Now that we’ve reviewed some basics of muscle fiber characteristics and fuel preferences during specific types of exercise activity, let’s answer the question, “what training methods will grow muscle and burn more fat?”

The answer is fairly straight forward, train “task specific.”  If you want more bulk, strength and power lift heavier weights at increasing intensities.  If you want more speed and endurance, train to achieve that condition and performance, e.g., sprinting, wrestling, karate, boxing, basketball, football, etc.  If you want to burn more body fat train aerobically by performing low intensity exercise activity, e.g., walking, jogging, biking, dance, etc.

And if you want the best of both worlds, you must cross-train.  For example, take your exercise time and split into two training session (train aerobically and anaerobically) within a specific period of time.  For instance, if you only have one hour to exercise, spend 5 minutes stretching, and then 25 minutes on an aerobic exercise activity like low-intensity walking, stationary bike, jogging, tread mill equipment, etc.

During the last 25 minutes use increasing resistive weight on free weights or stationary equipment and/or circuit weight training equipment.  On alternating days if another fitness goal is to participate in a competitive sports activity, spend a full exercise day “session” participating in that activity:  e.g., racquetball, basketball, baseball, soccer, dance, running, power lifting, boxing, karate, etc.

Somewhere mid-week be sure to take a day or two off to rest muscles so they can repair.  This is especially important if you’re training at a high rate of intensity daily.  If you over train your muscles, they will be in a state of breakdown and repair more so than growing.  With low intensity exercises, rest is not so much of an issue.  The more time you put into a walking activity for example, the more body fat you’ll burn and tone the body.

If you can’t participate in your favorite intramural-team sport, or train in a gym for whatever reason, train the next best way.  Head to the nearest sports field and perform repetitive quick sprints, use walk-jog-run and/or circuit training exercises (pushups, bleacher step exercises, sit ups, pushups etc.).  Or participate in home exercise using a repetitive speed bag, jump rope, aerobics video dance, or shadow kick and punch exercises, etc.

I’ve given you a whole lot of information to mull over.  And there are many training techniques one could choose to perform anaerobic and/or aerobic training to achieve a chosen fitness goal(s).

If your goal is to lose weight, chose activities that require long-endurance and low-intensity physical effort.  If you want more muscle bulk, strength and speed, choose short-endurance, and high intensity “specific” exercise training exercises.  If you want the best of both worlds: bulk muscle and lose body fat, equally split your training time (cross-train) and use task specific exercise to trigger the muscle fibers necessary to energize those activities and achieve those fitness results.

Citations and References

Fitnessbeans. “Muscle Fibers: Fast Twitch Versus Slow Twitch.”  FitnessBeans.
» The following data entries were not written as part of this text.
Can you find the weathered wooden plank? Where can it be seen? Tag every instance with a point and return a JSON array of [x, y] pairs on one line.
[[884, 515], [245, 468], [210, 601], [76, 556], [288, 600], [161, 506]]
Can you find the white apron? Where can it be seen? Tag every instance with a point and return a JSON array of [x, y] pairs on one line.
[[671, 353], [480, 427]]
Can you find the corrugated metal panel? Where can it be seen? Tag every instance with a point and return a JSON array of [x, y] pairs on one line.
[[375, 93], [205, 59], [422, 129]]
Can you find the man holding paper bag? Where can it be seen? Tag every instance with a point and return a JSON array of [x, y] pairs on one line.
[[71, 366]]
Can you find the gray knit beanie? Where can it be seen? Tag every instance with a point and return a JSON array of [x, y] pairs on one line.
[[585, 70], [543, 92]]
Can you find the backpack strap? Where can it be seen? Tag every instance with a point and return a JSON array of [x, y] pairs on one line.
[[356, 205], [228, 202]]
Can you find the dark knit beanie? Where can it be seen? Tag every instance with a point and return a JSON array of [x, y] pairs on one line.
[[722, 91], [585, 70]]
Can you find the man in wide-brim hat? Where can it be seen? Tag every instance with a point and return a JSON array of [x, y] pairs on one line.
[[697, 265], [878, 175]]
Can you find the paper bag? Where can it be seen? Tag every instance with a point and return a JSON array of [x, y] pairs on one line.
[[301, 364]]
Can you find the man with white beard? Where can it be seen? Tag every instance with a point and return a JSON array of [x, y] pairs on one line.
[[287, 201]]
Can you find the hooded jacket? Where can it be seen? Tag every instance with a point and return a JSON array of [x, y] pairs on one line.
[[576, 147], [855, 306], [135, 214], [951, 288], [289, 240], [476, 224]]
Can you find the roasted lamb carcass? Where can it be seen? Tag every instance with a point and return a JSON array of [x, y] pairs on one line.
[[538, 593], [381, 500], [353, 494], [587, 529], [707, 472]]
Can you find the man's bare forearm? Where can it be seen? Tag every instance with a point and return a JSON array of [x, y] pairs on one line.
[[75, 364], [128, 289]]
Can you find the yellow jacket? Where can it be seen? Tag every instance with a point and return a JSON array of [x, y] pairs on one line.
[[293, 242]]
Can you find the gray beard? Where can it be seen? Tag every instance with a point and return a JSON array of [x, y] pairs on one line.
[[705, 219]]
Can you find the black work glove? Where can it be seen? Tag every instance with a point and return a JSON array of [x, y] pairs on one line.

BeansPublishing, 2012. Web. 19 Oct. 2013.

Katch, Frank I., William D. McArdle, and Frank I. Katch. “Chapter 11/Energy for Exercise.” Introduction to Nutrition, Exercise, and Health. Philadelphia: Lea & Febiger, 1993. 169-90. Print.

Loya, Dennis M. “Training Fast and Slow Twitch Muscles.”  TotalFitnessExperience.com. TotalFitnessExperience.com, n.d. Web. 19 Oct. 2013.

Quinn, Elizabeth. “Fast and Slow Twitch Muscle Fibers.” About.com Sports             Medicine. About.com, 18 Oct. 2013. Web. 19 Oct. 2013.